Very few are interested in the single dad who was born and raised in LA by average, hard-working parents. And at first, I thought the app might be the solution since most women on there are also public figures or wealthy.

I was wrong. Wealth, reputation, and prestige are all important to them. Because of their public status, none are looking for an average Joe. Not that I could fully claim to be one.

And I’d hoped the app would weed out the star chasers, but judging by how things are going, my rising star or time with the band is my most admirable quality to my dates.

I can’t seem to get past my public persona and it sickens me. I’m not expecting perfection, but I want real. I want someone who is kind-hearted, loving, funny, and smart.

Maybe I’m trying too hard or expecting too much, looking for something that doesn’t exist.

 

 

3

 

 

Pru

 

 

The best of luck to you

 

 

“What aren’t you telling me?” Harley drops the slice onto her plate.

The bite of gooey pizza lodges in my throat, and I try not to choke. “I might need to look for a job outside the city.”

She rears back, staring at me as if I’ve confessed to committing mass murder. “You’d leave the city?”

Best friends since the first day of college, we clicked instantly. We were assigned dorm roommates, and over the first few hours of talking, we discovered we had a lot in common.

We’re both only children. Well, she has younger siblings from her mother’s second marriage, yet often, she feels like an outsider.

We both have negligent mothers who prefer to live as if their daughter doesn’t exist.

We both love music and doing our nails, although I’m clearly obsessed and hers is an intense like. And finally, we both swore we’d live and die in Manhattan.

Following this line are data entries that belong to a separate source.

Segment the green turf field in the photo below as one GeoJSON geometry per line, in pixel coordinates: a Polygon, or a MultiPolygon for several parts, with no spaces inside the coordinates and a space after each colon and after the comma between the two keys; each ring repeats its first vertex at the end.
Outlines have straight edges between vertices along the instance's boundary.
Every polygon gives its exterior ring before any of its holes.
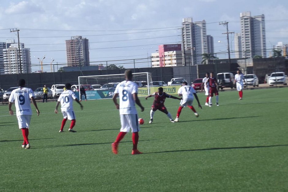
{"type": "MultiPolygon", "coordinates": [[[[131,133],[118,154],[111,152],[120,124],[112,99],[82,102],[82,111],[75,102],[75,133],[67,131],[69,120],[58,132],[62,116],[53,113],[55,103],[38,103],[38,117],[32,106],[28,150],[21,147],[16,115],[0,106],[0,191],[287,191],[287,93],[245,90],[239,101],[235,90],[220,92],[220,106],[213,98],[212,107],[201,93],[198,118],[185,108],[172,123],[157,111],[151,124],[153,98],[140,98],[144,154],[137,155],[131,155],[131,133]]],[[[179,101],[165,102],[173,118],[179,101]]]]}

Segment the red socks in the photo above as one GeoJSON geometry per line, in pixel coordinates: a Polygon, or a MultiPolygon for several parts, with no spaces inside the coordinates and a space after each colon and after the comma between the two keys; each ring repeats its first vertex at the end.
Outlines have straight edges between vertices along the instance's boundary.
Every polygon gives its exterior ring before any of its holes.
{"type": "Polygon", "coordinates": [[[70,128],[73,129],[74,126],[75,126],[75,123],[76,123],[76,119],[72,119],[71,120],[71,123],[70,125],[70,128]]]}
{"type": "Polygon", "coordinates": [[[23,145],[27,145],[29,143],[28,140],[28,135],[29,135],[29,130],[27,128],[21,128],[22,130],[22,135],[24,141],[23,145]]]}
{"type": "Polygon", "coordinates": [[[194,109],[194,108],[193,107],[193,106],[192,106],[192,105],[191,105],[191,106],[189,106],[189,105],[187,105],[187,106],[188,106],[188,107],[189,107],[189,108],[190,108],[190,109],[191,109],[192,111],[193,111],[193,112],[194,112],[195,113],[196,113],[196,110],[195,110],[195,109],[194,109]]]}
{"type": "Polygon", "coordinates": [[[137,144],[139,138],[139,135],[138,132],[132,133],[132,142],[133,142],[133,150],[137,149],[137,144]]]}
{"type": "Polygon", "coordinates": [[[60,130],[61,131],[63,130],[63,128],[64,127],[64,126],[65,125],[65,124],[67,120],[67,119],[63,119],[63,120],[62,120],[62,122],[61,123],[61,127],[60,127],[60,130]]]}
{"type": "Polygon", "coordinates": [[[182,110],[182,108],[183,108],[183,107],[182,106],[179,106],[179,108],[178,108],[178,110],[177,111],[177,114],[176,115],[176,118],[179,118],[179,116],[180,116],[180,114],[181,113],[181,110],[182,110]]]}
{"type": "Polygon", "coordinates": [[[125,136],[126,133],[127,133],[126,132],[119,132],[114,142],[118,143],[120,141],[122,140],[122,139],[124,137],[124,136],[125,136]]]}

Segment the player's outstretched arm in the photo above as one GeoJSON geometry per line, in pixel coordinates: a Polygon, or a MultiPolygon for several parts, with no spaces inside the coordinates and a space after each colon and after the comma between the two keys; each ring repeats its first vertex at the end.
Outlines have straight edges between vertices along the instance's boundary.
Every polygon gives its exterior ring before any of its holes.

While I love the city, my need to stay put has more to do with my childhood than living in one place or another.

“I don’t want to, but I won’t live off my trust fund. I’d go insane without work, and think of the ammunition I’d be handing Priscilla if I kick up my heels and eat bonbons all day.” My sarcasm falls flat, and her laugh is stilted.

At the mere mention of my mother, my phone rings. It’s her. We stare at the vibrating device, and a coral-covered nail hits ignore, sending Mom to voicemail.

“Are you sure you don’t want to talk to her?”

“I’m sure.”

“But she knows you moved in today. She’ll keep calling.”